W regionie jest pięć spółek PKS: w Białymstoku, Łomży, Suwałkach, Siemiatyczach i Zambrowie. W 2011 roku samorząd województwa przejął je od Skarbu Państwa. Łącznie pracuje tam ok. 800 osób.

Kilka miesięcy temu pojawił się pomysł ich połączenia w jeden podmiot w formie inkorporacji, czyli wchłonięcia czterech pozostałych spółek do PKS Białystok. Dokumenty są w sądzie rejestrowym, badał je już biegły rewident i uznał, że nie ma przeciwwskazań. Trwa podejmowanie decyzji przez walne zgromadzenia.

Główny powód połączenia to trudna sytuacja finansowa spółek. W sierpniu o sprawie dyskutowano na sesji sejmiku województwa, choć do takiej formy przekształceń jego zgoda nie jest potrzebna.

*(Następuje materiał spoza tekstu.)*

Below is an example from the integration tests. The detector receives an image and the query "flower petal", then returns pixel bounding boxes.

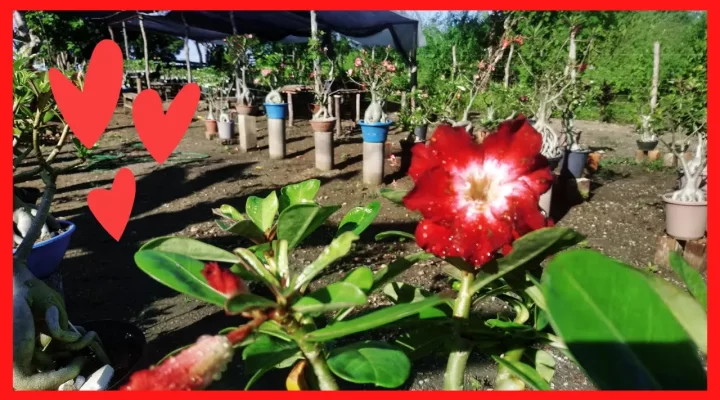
[408,143,439,181]
[482,116,545,180]
[415,220,459,259]
[403,166,456,224]
[427,124,479,167]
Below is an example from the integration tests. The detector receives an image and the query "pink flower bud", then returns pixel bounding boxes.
[122,335,234,390]
[355,57,362,67]
[347,69,353,77]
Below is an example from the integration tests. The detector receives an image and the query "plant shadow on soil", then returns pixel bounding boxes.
[58,163,362,324]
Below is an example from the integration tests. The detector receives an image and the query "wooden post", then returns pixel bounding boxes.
[181,13,192,83]
[355,92,361,123]
[122,21,130,59]
[195,41,204,65]
[138,14,151,89]
[504,43,514,88]
[650,41,661,114]
[334,95,341,137]
[287,92,294,127]
[135,76,142,94]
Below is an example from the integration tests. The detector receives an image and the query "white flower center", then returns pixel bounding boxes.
[454,160,515,221]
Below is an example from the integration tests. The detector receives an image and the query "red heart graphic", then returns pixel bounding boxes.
[49,39,124,148]
[87,167,136,241]
[133,83,201,164]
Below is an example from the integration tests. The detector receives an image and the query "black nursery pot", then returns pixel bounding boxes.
[76,320,147,390]
[636,139,659,151]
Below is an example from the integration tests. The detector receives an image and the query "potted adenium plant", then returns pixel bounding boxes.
[661,132,707,240]
[256,54,288,120]
[216,82,234,142]
[226,34,259,116]
[346,46,398,143]
[636,113,660,151]
[11,53,145,391]
[307,22,339,134]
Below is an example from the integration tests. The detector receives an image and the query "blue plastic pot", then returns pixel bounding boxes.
[561,149,591,179]
[13,220,75,279]
[264,103,288,120]
[359,120,393,143]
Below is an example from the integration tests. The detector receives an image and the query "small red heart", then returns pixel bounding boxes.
[49,40,123,148]
[88,167,136,241]
[133,84,201,164]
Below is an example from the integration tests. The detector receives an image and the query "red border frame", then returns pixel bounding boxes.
[5,2,714,396]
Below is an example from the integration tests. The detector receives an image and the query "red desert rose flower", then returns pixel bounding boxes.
[403,117,553,267]
[202,262,247,297]
[122,335,234,390]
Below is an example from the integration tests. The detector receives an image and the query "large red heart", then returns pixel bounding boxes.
[88,167,136,241]
[132,83,201,164]
[49,39,123,148]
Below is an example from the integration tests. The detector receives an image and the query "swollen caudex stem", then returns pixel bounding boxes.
[265,89,283,104]
[13,194,60,246]
[363,88,388,123]
[668,134,707,202]
[638,114,657,142]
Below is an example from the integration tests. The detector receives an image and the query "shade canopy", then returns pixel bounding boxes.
[69,10,422,60]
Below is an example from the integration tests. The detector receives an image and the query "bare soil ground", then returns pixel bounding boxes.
[17,108,692,390]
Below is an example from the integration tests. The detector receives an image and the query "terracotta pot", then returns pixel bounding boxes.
[310,118,336,133]
[205,120,218,134]
[236,104,257,116]
[663,193,707,240]
[587,152,602,173]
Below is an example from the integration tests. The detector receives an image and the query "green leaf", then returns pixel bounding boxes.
[291,282,367,314]
[382,282,430,304]
[246,191,278,233]
[275,240,290,283]
[293,232,359,292]
[279,179,321,211]
[645,274,707,354]
[225,293,278,315]
[374,230,416,242]
[668,251,707,311]
[492,356,551,390]
[327,341,411,388]
[543,249,707,390]
[336,200,381,237]
[217,204,244,221]
[134,250,226,307]
[534,349,556,383]
[342,266,374,293]
[216,219,266,243]
[470,227,586,294]
[234,247,281,290]
[140,236,240,264]
[305,296,449,342]
[371,251,433,293]
[277,203,341,249]
[395,327,452,360]
[379,188,407,205]
[242,335,301,389]
[485,319,533,331]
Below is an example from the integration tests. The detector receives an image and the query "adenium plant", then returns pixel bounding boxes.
[126,180,445,390]
[346,46,399,124]
[256,53,290,105]
[225,34,260,107]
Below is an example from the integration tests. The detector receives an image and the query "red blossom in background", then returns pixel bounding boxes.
[502,38,510,49]
[202,262,247,298]
[514,35,524,45]
[122,335,234,390]
[403,117,553,268]
[578,63,588,73]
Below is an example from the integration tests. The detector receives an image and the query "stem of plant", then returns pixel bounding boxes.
[296,338,338,390]
[444,271,475,390]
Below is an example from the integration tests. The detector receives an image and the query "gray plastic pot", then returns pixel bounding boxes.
[538,184,553,217]
[561,149,591,178]
[218,120,234,140]
[663,193,707,240]
[414,124,428,141]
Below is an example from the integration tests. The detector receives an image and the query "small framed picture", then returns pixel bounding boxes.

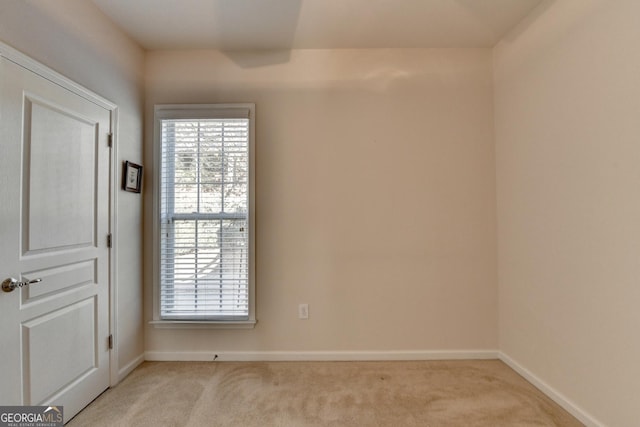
[122,161,143,193]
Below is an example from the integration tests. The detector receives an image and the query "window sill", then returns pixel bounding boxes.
[149,320,257,329]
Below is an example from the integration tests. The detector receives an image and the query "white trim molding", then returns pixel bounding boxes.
[152,103,256,325]
[498,352,604,427]
[118,354,145,383]
[145,350,499,362]
[0,43,117,111]
[149,320,256,329]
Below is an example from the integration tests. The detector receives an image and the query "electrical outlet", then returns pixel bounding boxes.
[298,303,309,319]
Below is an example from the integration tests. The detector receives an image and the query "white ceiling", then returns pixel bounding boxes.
[91,0,543,51]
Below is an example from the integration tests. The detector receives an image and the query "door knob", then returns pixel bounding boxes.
[2,278,42,293]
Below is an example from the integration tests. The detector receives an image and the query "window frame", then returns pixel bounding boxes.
[151,104,256,329]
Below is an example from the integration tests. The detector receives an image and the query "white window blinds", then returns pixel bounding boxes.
[158,106,253,321]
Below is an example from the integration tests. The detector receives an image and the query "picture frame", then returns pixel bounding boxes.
[122,161,143,193]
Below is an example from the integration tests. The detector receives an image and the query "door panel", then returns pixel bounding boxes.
[23,297,96,404]
[0,55,111,422]
[25,95,98,253]
[22,260,96,302]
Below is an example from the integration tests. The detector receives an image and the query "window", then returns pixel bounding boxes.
[154,104,255,325]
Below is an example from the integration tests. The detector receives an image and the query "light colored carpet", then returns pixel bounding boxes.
[68,360,583,426]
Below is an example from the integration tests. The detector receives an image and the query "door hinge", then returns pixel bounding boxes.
[107,233,112,248]
[108,334,113,350]
[107,133,113,147]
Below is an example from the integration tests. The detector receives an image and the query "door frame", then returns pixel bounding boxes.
[0,42,120,387]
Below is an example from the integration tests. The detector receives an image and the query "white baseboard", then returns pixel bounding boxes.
[117,353,145,383]
[498,352,603,427]
[144,349,498,362]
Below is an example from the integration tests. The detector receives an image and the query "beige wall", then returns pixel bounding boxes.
[0,0,146,378]
[494,1,640,425]
[144,49,498,355]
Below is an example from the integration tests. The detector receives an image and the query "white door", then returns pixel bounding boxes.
[0,56,111,422]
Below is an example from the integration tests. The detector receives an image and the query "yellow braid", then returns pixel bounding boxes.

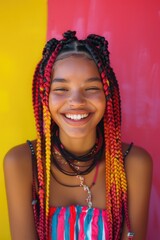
[43,105,51,231]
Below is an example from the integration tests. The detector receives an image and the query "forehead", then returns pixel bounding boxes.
[55,51,92,61]
[52,55,100,77]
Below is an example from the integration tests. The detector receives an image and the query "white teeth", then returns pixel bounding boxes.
[65,113,89,120]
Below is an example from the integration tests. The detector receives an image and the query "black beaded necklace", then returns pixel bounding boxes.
[51,127,104,176]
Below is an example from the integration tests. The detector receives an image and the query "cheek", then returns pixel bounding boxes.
[48,93,57,114]
[48,95,59,124]
[99,96,106,115]
[93,92,106,112]
[97,95,106,120]
[49,92,62,107]
[48,92,66,117]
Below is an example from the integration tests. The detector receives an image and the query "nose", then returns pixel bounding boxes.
[69,90,86,108]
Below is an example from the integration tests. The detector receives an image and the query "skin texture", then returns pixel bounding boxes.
[4,56,152,240]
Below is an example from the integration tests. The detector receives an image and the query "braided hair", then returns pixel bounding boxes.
[32,30,131,239]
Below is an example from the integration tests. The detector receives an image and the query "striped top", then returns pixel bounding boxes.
[49,205,109,240]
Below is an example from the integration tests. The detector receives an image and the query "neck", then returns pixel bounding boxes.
[51,127,104,176]
[59,130,97,156]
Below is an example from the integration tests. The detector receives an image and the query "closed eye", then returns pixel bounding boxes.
[86,87,101,91]
[53,88,68,92]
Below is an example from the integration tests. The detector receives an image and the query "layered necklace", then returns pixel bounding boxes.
[50,127,104,208]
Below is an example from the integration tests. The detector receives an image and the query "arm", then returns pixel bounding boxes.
[121,145,153,240]
[3,144,38,240]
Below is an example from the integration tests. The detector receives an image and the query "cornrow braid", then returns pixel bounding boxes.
[32,30,132,240]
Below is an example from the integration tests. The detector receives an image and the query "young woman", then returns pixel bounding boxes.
[4,31,152,240]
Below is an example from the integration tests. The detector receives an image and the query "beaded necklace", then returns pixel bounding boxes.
[51,126,104,176]
[50,126,103,208]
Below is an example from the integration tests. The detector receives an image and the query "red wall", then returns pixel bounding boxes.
[47,1,160,239]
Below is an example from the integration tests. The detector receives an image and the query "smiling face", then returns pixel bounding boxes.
[49,55,106,142]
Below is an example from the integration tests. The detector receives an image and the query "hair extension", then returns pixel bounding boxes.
[32,30,131,239]
[32,60,45,237]
[84,35,130,238]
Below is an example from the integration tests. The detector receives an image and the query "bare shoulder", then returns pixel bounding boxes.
[4,141,38,240]
[122,142,153,175]
[121,143,153,239]
[3,140,36,182]
[4,140,36,162]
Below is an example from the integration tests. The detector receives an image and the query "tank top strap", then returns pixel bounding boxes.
[123,142,133,160]
[26,140,38,206]
[27,140,35,157]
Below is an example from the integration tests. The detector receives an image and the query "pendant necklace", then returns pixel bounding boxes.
[50,163,99,208]
[76,175,92,208]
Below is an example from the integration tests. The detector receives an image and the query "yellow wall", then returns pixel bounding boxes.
[0,1,47,239]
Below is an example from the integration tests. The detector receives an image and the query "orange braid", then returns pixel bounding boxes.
[103,116,113,239]
[43,105,51,237]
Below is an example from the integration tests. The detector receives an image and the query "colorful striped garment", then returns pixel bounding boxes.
[49,205,109,240]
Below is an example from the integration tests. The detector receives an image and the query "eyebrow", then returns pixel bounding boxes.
[51,77,101,84]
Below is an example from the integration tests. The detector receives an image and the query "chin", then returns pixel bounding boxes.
[61,127,95,140]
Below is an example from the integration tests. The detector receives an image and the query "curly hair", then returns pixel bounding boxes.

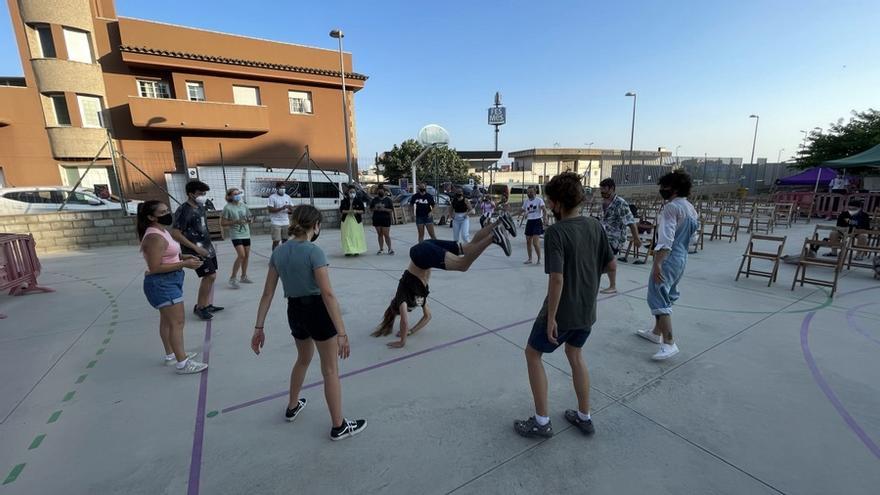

W imieniu zarządu argumenty za inkorporacją przedstawiał wówczas marszałek województwa Jerzy Leszczyński (PSL).

Przeciwni połączeniu są związkowcy spółek z Suwałk i Zambrowa, uważają, że dojdzie do zwolnień. Kilka dni temu przywieźli do Białegostoku w sumie ponad 6 tys. podpisów osób sprzeciwiających się.

Reklama

Do tej pory Platforma Obywatelska nie zgłaszała krytycznych uwag do pomysłu połączenia PKS. To ona wraz z ludowcami współtworzy koalicję. W 30-osobowym sejmiku PSL ma 9 radnych, PO - 8. W zarządzie województwa PSL ma stanowisko marszałka i dwóch członków, PO - dwóch wicemarszałków.

W piątek jednak Platforma postawiła zarzut, że jej wicemarszałkowie nie mają wiedzy na temat trwającego już dłuższy czas procesu. "Klub PO zarekomendował swoim wicemarszałkom głosowanie na posiedzeniu zarządu województwa przeciwko połączeniu spółek" - mówił dziennikarzom szef klubu radnych PO, przewodniczący sejmiku Jarosław Dworzański.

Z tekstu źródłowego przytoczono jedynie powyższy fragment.